I checked out of Hotel room 516 almost as soon as I checked in. Needing to leave before James could hear me, a packed suitcase and toiletries that I knew in my heart I wouldn't be needing again. In the best-case scenario, my bandmates could all share my riches out between them. Something else I wouldn't be needing anymore was the anti-depressants I had been prescribed by my doctors. It seemed I inhaled fluoxetine more than food, water or oxygen, and as I wouldn't be needing those for much longer either, I let the bottle of Prozac roll off of the bedside table and underneath the bed.
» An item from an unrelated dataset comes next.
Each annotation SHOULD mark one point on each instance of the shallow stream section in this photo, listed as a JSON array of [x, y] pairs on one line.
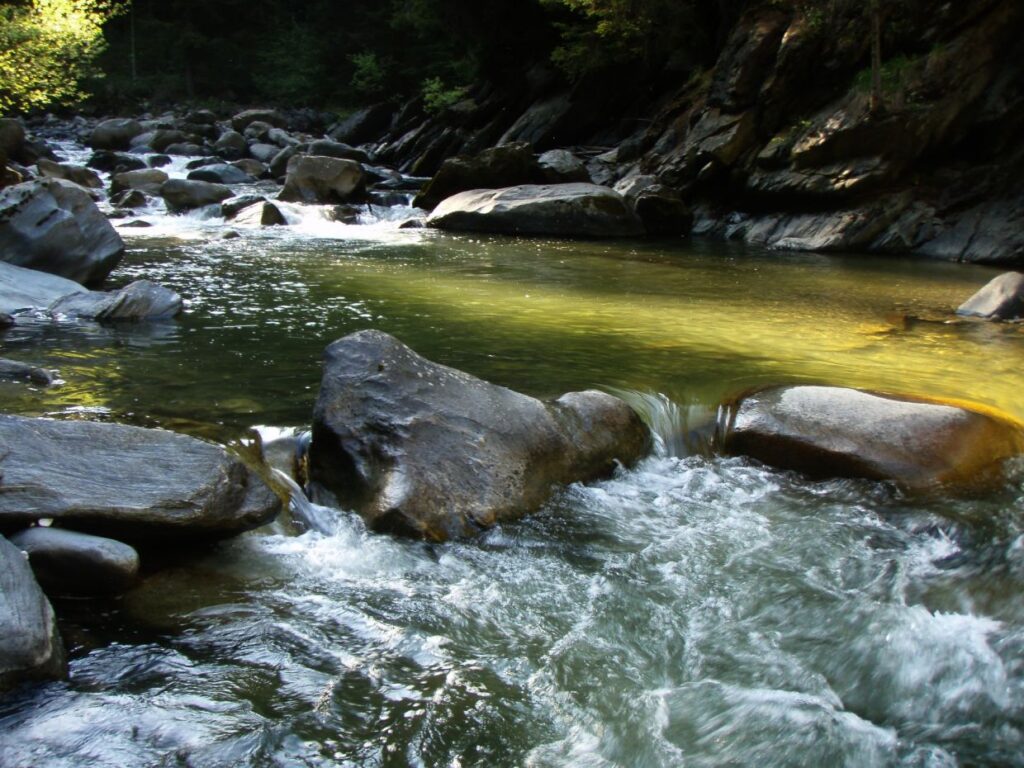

My one true joy in life was my girl. Well, she wasn't mine, but she was the only person I had ever felt truly and utterly besotted by. I've always been far behind in love, not experiencing the same 'milestones' at the same time as my friends as I had always preferred staying in my bedroom. Jo was nineteen, a pretty controversial age for a twenty-seven-year-old man, but I knew I loved her since the first time I saw her. Frequently I have found myself sending her gifts, and on top of the state that I left my bed in, I placed a box that I had so carefully wrapped the night before alongside a note exclaiming my love for her. Our love was plainly platonic to her, besides, who could love a monster like myself? Not her, she was unbelievably perfect, like a Heaven-sent angel that you would only ever see in the good dreams. Well, good dreams were rare to me, just like her. Nightmares were constant, they were gloomy and frightening and some things were too much even for a man as old and hardened as me. Feelings I had held in my heart dearly for her for years had all built up to a mess of unrequited feelings, as every time I even slightly showed my true feelings for her I felt as though she would let me down slowly. Well, in my last few hours of knowing her, I wasn't ready to take any chances of rejection. I was never going to see her again, anyway.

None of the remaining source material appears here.